Cast: Emma Roberts, Natasha Richardson, Shirley Henderson, Aidan Quinn
Dir: Nick Moore
Rating: 3/5
Poppy (Roberts) is a spoiled Malibu brat, and the film opens with her wreaking havoc on her stepmother's moving-in day. Her father (Aidan Quinn) decides he's had it with her wild ways and promptly packs her off to an English boarding school.
Poppy arrives at Abbey Mount with blond extensions, a designer wardrobe, and plenty of attitude, and she is furious when she is forced to follow the school's strict code of conduct.

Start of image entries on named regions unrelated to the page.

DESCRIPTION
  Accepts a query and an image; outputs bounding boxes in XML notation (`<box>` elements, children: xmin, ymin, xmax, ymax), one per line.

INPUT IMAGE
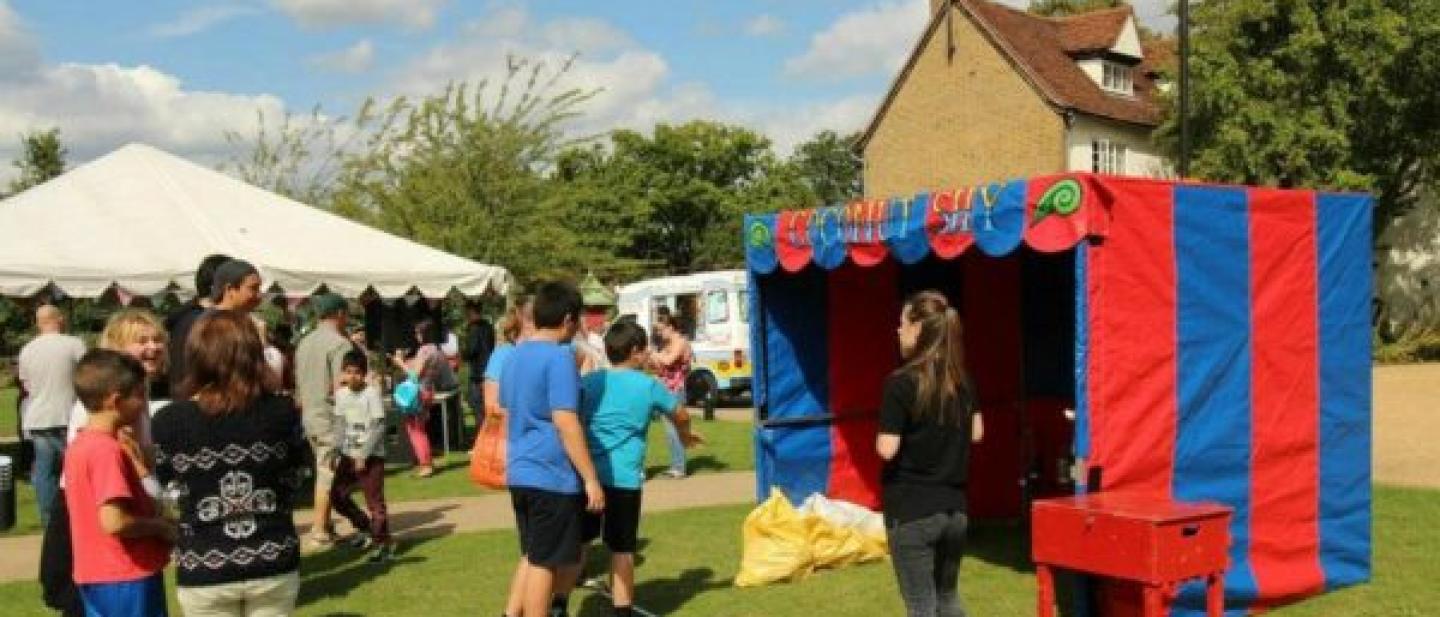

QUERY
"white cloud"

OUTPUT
<box><xmin>271</xmin><ymin>0</ymin><xmax>449</xmax><ymax>30</ymax></box>
<box><xmin>150</xmin><ymin>4</ymin><xmax>256</xmax><ymax>39</ymax></box>
<box><xmin>998</xmin><ymin>0</ymin><xmax>1175</xmax><ymax>33</ymax></box>
<box><xmin>744</xmin><ymin>13</ymin><xmax>785</xmax><ymax>39</ymax></box>
<box><xmin>308</xmin><ymin>39</ymin><xmax>374</xmax><ymax>74</ymax></box>
<box><xmin>785</xmin><ymin>0</ymin><xmax>930</xmax><ymax>81</ymax></box>
<box><xmin>0</xmin><ymin>0</ymin><xmax>285</xmax><ymax>182</ymax></box>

She is determined to find some way back to sunny Malibu.
She soon befriends her roommates, a loyal, fun-loving troop of girls, who agree to help her come up with a way to get kicked out of school.
They devise a scheme for Poppy to get caught fooling around with the headmistress's (Natasha Richardson) son, Freddie (Alex Pettyfer), but things soon go awry when Poppy's rival Harriet (Georgia King) tries to step in and foil her plan.

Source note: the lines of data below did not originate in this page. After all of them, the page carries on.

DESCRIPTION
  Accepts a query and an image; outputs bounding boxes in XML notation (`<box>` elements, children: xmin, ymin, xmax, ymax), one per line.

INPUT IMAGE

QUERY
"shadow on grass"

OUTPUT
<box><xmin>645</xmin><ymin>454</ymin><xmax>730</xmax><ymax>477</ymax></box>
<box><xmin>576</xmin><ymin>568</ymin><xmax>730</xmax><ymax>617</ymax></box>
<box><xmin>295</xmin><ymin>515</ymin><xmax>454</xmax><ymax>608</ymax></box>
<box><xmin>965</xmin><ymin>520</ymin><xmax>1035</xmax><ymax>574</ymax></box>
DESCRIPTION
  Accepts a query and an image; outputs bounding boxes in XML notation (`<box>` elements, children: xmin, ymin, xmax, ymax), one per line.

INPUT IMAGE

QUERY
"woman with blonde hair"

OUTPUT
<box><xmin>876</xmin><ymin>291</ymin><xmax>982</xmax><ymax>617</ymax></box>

Alright lets face it there is not a scrap of originality here, spoilt brat sent away from home will do anything to get home before 'finding herself 'and realising she wants to stay when she is on the verge of getting what she wanted in the first place.

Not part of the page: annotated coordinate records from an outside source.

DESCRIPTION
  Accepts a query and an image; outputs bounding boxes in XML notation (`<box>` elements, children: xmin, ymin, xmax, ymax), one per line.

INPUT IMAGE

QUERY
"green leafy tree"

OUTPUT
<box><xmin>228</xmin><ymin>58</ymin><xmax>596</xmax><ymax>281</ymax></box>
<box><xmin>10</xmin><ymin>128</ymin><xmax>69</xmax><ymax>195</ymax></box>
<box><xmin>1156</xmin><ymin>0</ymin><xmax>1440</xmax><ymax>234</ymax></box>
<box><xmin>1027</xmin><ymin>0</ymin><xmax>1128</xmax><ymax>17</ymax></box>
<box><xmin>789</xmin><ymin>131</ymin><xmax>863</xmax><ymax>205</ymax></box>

Despite that it is an enjoyable watch, if you are prepared to accept it for what it is, maybe if you are not a fourteen year old female then it might not appeal but the teeny boppers are going to love it.
And that is who it's aimed at and it never pretends otherwise and it does, after a shaky start, turn out to be a half decent popcorn flick, however it could have done without the Spartacus moment.
The film's young cast are well as truly centre stage and Emma Roberts does well to lead them as the spoilt yet funny Poppy who, away from the peer pressures of her Malibu lifestyle transforms into the person she secretly always wanted to be.
Natasha Richardson isn't in any way shape or form stretched by her role as the headmistress but there are some great cameo performances from Shirley Henderson and Nick Frost.
In all this film knows it's target audience and will, without a shadow of a doubt, win them over. Plus is it wrong to think that Alex Pettyfer is a bit hot? Yes I think it probably is!